For those of us who eat organic food, buying organic beauty products seems like a logical purchase. But are you really getting "organic"? We looked back at an article from 2002 to see if much has changed in the sometimes deceptive and often confusing organic personal care industry.
There’s no doubt that the natural and organic personal care industry is booming. On the consumer side: demand for safer, cleaner products is on the rise. On the manufacturer side, large corporations are removing chemicals of concern and small natural brands are innovating in the space.
We recently came across an article from Delicious Living about organic personal care. Comparing the content from 2002 to an interview I recently did on the same topic reinforced that there is still a need for clarity and regulations when it comes to "organic" personal care products. Take a look at this then-and-now snapshot.
“Beauty Ingredients Await A Makeover”
What we reported in 2002: Those of us who eat organic products usually want to apply their equivalent to our hair and bodies, too. But because there is currently no official standard for personal care products, labels claiming to be ‘all natural’ or ‘organic’ can be misleading.
“Clearing up personal care label confusion”
What we reported in 2013: The organic personal care industry is still relatively new. At this point, neither the Food and Drug Administration [which regulates the cosmetics industry] nor the U.S. Department of Agriculture [which monitors the use of the term organic in the food industry] has established standards to regulate “the O word” for cosmetic product labels or marketing materials. This means that “organic” personal care could contain no organic content at all. The only exception is in California, where products that make the claim are required to contain at least 70 percent organic content.
Organic personal care progress
However, looking just at the similarities of these two pieces neglects the strides we have made. Today, personal care products are eligible for USDA Organic certification and the newer NSF/ANSI 305 “contains organic ingredients” standard developed specifically for personal care products. So, now when you buy so-called organic personal care products (good news!) they may actually be organic.
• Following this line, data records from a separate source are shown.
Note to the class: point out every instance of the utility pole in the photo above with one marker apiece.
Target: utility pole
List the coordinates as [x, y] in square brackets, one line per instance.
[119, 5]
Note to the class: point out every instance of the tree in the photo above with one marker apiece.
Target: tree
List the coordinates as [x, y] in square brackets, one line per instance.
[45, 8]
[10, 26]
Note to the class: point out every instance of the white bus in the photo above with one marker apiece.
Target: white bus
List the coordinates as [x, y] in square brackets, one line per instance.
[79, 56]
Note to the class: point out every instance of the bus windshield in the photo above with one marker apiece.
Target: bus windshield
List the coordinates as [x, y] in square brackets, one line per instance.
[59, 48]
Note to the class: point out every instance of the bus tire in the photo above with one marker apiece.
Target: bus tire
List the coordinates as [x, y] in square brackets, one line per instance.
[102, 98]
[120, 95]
Plus, while neither the USDA nor the FDA regulate the use of “organic” (or “natural” for that matter) on labels, retailers such as Whole Foods are doing their part to require honest labeling.
The takeaway: we’re making progress. When you seek out organic products, you may very well find what you're looking for. However, you should still question claims and do your research because we still have a ways to go in achieving full transparency.